Young people are the future. They represent hope. They challenge communities in a positive way, they are the new life of the Church. With regard to the ways in which young people see the Church, there are two sets of answers. For some youths the Church is a sort of museum, unrelated to our modern world. Then there is a large group of people for whom the Church is more than “compulsory” attendance to liturgical services. For them, the Church is an element of hope in this world, a pillar of values, a place where they feel welcomed. This shows that for many young people the Church is a solid point of reference within an ever-changing society.
What lies at the heart of the pastoral care of young people in Slovakia?
First of all, there is an ongoing formation process. In this era characterised by new challenges, we try to help young people find guidance and be firmly rooted in God. We promote many evangelization projects addressed to the young who don’t know God and His Church. At national level we focus on support to unity in diversity. We respect the various paths of faith, but we always emphasize that they all lead to the One and Only God.
How would you describe the faith of young Catholics in Slovakia?
In general, it could be said that they are “demanding” faithful. They are not content with simple answers. They want more, they need to dig below the surface. In this sense they constitute a challenge, for us and for all those tasked with guiding them in their path of faith. We need to be true to ourselves in this process, because young people “see through us” , and they immediately notice if something is off-key.

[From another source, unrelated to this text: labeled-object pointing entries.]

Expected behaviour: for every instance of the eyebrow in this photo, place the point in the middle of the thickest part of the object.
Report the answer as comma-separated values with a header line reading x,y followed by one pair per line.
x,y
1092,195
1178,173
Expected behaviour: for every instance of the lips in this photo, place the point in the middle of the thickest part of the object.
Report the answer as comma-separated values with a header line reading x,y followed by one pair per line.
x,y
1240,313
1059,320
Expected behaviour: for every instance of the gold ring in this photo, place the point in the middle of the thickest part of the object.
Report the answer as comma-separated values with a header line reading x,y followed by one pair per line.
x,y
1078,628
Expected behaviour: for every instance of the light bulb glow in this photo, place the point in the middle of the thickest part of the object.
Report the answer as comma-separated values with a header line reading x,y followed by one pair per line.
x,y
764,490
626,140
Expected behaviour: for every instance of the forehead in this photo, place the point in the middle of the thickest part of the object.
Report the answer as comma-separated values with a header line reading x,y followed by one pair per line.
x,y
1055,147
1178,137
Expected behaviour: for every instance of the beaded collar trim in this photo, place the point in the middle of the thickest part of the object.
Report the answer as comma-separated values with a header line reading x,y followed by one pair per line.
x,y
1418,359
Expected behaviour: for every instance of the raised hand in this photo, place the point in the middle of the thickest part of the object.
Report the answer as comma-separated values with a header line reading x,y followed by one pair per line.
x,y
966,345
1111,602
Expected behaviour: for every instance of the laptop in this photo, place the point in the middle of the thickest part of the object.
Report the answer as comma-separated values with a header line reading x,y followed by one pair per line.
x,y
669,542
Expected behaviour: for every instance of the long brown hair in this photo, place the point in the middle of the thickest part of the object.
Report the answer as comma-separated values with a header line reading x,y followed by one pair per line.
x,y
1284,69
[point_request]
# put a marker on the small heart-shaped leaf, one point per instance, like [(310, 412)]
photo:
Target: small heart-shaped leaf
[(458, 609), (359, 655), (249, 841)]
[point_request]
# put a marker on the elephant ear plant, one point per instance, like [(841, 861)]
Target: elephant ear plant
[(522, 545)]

Owing to this approach their faith is deeply-rooted, and it is hardly ever shaken throughout their life. Young people in Slovakia take faith very seriously, regardless of what the secular arena says. Thus I firmly believe they can become leaven for our Country also in more powerful ways, compared to those who came before them. The Church is called to guide young people towards new, more elevated levels of faith.
What are the main challenges emerging from your pastoral experiences and from the findings of the questionnaire?

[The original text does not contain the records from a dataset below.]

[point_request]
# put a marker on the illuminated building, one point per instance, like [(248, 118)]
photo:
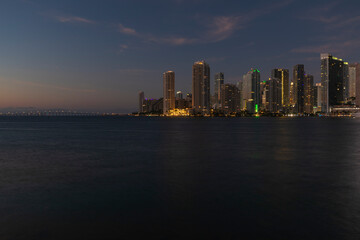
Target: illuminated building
[(334, 79), (219, 81), (201, 87), (283, 76), (292, 94), (299, 78), (317, 97), (169, 91), (230, 98), (179, 95), (141, 102), (309, 94), (251, 90), (354, 81), (356, 67), (274, 95)]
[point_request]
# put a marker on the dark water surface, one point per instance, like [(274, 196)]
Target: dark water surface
[(158, 178)]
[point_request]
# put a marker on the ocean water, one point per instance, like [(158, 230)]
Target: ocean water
[(179, 178)]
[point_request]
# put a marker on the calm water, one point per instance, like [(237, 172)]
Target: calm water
[(125, 178)]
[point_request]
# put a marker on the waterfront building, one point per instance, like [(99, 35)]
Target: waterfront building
[(230, 98), (354, 82), (309, 94), (169, 91), (141, 102), (274, 95), (179, 95), (283, 76), (299, 78), (292, 100), (219, 81), (201, 87), (334, 80), (251, 90)]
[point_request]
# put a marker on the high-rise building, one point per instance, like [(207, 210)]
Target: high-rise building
[(356, 67), (141, 101), (334, 80), (201, 87), (230, 98), (283, 76), (275, 95), (317, 97), (169, 91), (251, 90), (354, 81), (298, 78), (179, 95), (292, 94), (219, 81), (309, 94)]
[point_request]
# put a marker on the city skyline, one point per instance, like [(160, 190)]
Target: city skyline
[(62, 55)]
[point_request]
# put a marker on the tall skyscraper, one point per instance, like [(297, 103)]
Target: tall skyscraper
[(292, 94), (141, 101), (334, 80), (275, 95), (230, 98), (201, 87), (251, 90), (317, 97), (309, 94), (179, 95), (169, 91), (283, 76), (219, 81), (356, 67), (298, 78), (354, 81)]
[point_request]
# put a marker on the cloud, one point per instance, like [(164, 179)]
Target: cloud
[(127, 31), (219, 29), (73, 19)]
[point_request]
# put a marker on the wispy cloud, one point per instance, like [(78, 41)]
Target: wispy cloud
[(73, 19), (219, 29), (339, 33)]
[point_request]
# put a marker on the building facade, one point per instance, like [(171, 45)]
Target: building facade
[(230, 98), (169, 91), (334, 81), (141, 102), (309, 94), (251, 90), (219, 81), (283, 76), (298, 79), (201, 87)]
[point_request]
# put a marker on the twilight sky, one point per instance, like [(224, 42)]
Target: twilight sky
[(97, 54)]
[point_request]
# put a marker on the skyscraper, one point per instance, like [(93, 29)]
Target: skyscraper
[(251, 90), (141, 102), (169, 91), (230, 98), (354, 81), (283, 76), (219, 81), (201, 87), (179, 95), (298, 78), (334, 79), (275, 95), (357, 82), (309, 94)]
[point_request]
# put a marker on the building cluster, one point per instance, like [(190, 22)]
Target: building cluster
[(284, 93)]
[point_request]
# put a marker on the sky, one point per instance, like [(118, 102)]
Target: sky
[(96, 55)]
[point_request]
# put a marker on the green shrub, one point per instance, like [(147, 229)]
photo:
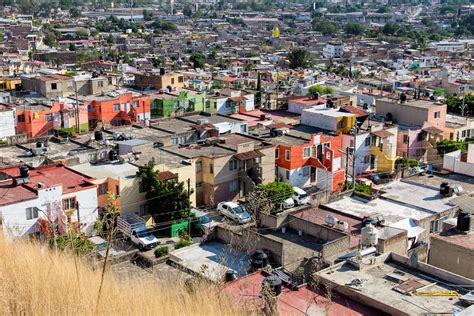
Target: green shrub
[(407, 162), (364, 189), (161, 252), (182, 243)]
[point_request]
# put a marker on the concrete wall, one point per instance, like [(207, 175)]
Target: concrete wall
[(452, 257)]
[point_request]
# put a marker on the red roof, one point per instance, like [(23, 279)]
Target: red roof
[(246, 292), (50, 176)]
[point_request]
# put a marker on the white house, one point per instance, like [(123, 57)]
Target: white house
[(36, 199), (7, 121)]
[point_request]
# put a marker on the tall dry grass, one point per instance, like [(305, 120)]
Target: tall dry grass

The answers show that young people prefer a mode of communication that is closer to our contemporary world. They seek greater moral harmony between human behaviour and professed values. This could be a major challenge for the Church, that has preserved her faith traditions for thousands of years, and doesn’t always find it easy to adapt to fast-paced transformations. It could hinder mutual communication and understanding. There is another challenge the Church is called to address, namely, the invitation to be authentic and transparent.
Do you reach out to non-believers?
While our pastoral work is chiefly addressed to “our” young people, we carry out some interesting projects for youths outside our environment, through which we seek to reach out to youths who have never been accompanied towards this realm. Nobody has ever spoken to them about God and faith. In many cases they are prejudiced, which makes communication difficult. We try to communicate with them highlighting the natural values rooted in every human soul. Many of them soon come to realize that in our society, where everything is driven by success and superficial relations, God and His Church can provide the ideal support and stability.
The Council for youths and university has developed a tradition of meetings with young people at national level. In your opinion, what is the impact of the meetings on young people’s religious education?
These meetings are based on unity in diversity and on the richness of the charisms inside the Church. Another important moment is when the youths come together with their bishops. They openly share their views and answer questions on faith. It is evident for everyone that in these circumstances barriers and prejudices are overcome in full. There is a growing interest for these national meetings on the part of the young. I consider them one of the best tools for pastoral care.